Image Effects and Entity Highlighting
This weekend work went into adding a visual outline to the selected entity. While entity selection has been a feature since the early days of the editor, a cue to show the user the current selected entity visually goes a long way in terms of usability.

Different ideas were considered for implementing this effect. In the end I decided to go with a post-processing approach that implements a Sobel Operator to highlight the entity’s silhouette.
This required the introduction of the new concept of ImageEffects In Vortex. ImageEffects are a mechanism through which custom post-processing effects can be registered with the Deferred Renderer. They allow modifying the render before it’s blit to the system framebuffer.
Creating ImageEffects
The interface for defining image effects is the ImageEffect class. These can just be constructed once (passing in any arguments to the constructor).
It provides convenience functions for initializing (once registered) and resizing (to respond to framebuffer resize events).
The key function is apply, however:
/** * Apply this effect. It is mandatory that the effect writes to the pDst framebuffer. * the most minimal effect will just bind pDst and call pRenderer->blitTexture(pSrc); * @param pRenderer renderer that is drawing the current scene. * @param pSrc source texture containing the current image. * @param pDst destination framebuffer. It is mandatory to blit to this framebuffer. **/ virtual void apply( vtx::IRenderer* pRenderer, vtx::Texture* pSrc, vtx::FrameBuffer* pDst ) = 0;
As described in the comment, it is very important that image effects do not break the chain. The passed in source image needs to be blit to the destination framebuffer at the minimum. If not blit, this will take down the entire rendering process, as the results of the renderer will not be stored in the framebuffer.
The Deferred Renderer provides a convenience function for easily blitting the source image into the destination framebuffer unaltered.
pRenderer->blitTextrue(pSrc);
Implementing the Effect
With this in place, we can now implement the EntityHighlightImageEffect. All we have to do is make sure that it is aware of the currently selected entity and then, in the apply method, implement the logic necessary to calculate the outline.
The implementation can be broken down as follows:
- In the initialize() method, create an auxiliary framebuffer with a color attachment for the intermediate renders.
- Implement the apply() method to perform a render pass into the intermediate framebuffer, drawing the highlighted entity into the texture.
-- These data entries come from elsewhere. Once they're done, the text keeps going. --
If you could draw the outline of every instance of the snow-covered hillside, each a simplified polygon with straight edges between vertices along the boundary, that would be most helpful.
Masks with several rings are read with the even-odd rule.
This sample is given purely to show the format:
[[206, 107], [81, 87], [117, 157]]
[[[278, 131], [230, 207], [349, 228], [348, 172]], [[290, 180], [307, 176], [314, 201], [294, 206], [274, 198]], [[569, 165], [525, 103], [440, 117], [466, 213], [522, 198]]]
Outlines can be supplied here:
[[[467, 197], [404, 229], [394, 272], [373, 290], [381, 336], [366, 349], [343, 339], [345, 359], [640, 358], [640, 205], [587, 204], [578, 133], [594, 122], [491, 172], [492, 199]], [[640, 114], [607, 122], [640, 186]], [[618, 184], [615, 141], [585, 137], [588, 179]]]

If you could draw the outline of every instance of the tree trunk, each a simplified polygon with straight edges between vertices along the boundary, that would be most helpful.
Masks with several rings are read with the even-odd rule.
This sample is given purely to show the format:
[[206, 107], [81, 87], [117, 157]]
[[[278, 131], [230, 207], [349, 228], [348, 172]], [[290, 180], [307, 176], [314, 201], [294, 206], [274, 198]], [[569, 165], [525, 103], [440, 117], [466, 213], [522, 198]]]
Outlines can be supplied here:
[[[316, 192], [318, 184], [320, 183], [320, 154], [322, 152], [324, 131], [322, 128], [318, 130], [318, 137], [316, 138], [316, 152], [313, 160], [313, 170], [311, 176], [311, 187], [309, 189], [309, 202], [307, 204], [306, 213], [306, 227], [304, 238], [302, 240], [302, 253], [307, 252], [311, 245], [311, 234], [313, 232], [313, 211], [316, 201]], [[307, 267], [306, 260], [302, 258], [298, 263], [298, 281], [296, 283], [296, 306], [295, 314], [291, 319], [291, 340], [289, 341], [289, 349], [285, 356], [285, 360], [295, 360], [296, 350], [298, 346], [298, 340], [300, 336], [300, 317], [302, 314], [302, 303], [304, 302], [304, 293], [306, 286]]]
- Bind the passed-in framebuffer and blit onto it with a custom material that calculates the Sobel Operator and blends with the provided source texture.
- And we’re all done! Leverage the resize() method to respond to framebuffer dimension changes.
The image effect can be used to control the configuration of the effect, such as the highlighting color and effect thickness. This is possible because the image effect has full control over the shader used for blitting.
Overall I’m very happy with the results. It was tricky to arrive to an ImageEffect interface that I felt could be extensible enough for any possible future effects, but after several different attempts, I think we found a good general solution.
That’s going to be it for this week.